Nossa pele - como está séria!

Porém, dentro de nós,

                                   rica em cálcio

                                   e banhada em gordurosa luz,

                                   a caveira sorri.


 

 

 

SOPA DE ERVILHAS

 

Em minha mesa

no meu prato

vai caindo a noite

lenta e silenciosa

como um veneno do tempo.

 

A sopa de ervilhas está quase fria.

À primeira vista

é um suave musgo

estancado na louça branca.

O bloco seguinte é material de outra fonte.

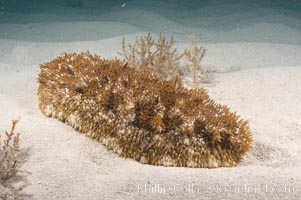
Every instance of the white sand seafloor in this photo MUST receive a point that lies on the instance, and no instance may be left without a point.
(258, 75)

Depois,

porção de um pântano distante

aguardando o natural mergulho

do objeto que mistura e remexe o fundo.

 

Não tenho fome

não reparto minhas horas com filhos

nem sei por que uma célula normal

se desgoverna.

A tristeza é tão perigosa

põe um nó na garganta

e usa agora esse disfarce:

é uma sopa verde envolta em trevas

que vou tomando devagar.

 

Em tempo

a alegria também existe

atravessa os anos

mas

numa escala decrescente.


 

 

 

MODO VELHO DE ACORDAR

 

De repente

num modo velho de acordar

abro a úmida casca noturna.

Sou folha? Inseto? Passarinho ou gente?

Que dia é hoje? Que horas são?

Onde está o homem que dorme comigo?

 

No meio das suposições

minhas pálpebras amarfanhadas

são peso e desproporção,

minhas córneas não entendem.

Dói, na penumbra, o reajuste dos meus ossos.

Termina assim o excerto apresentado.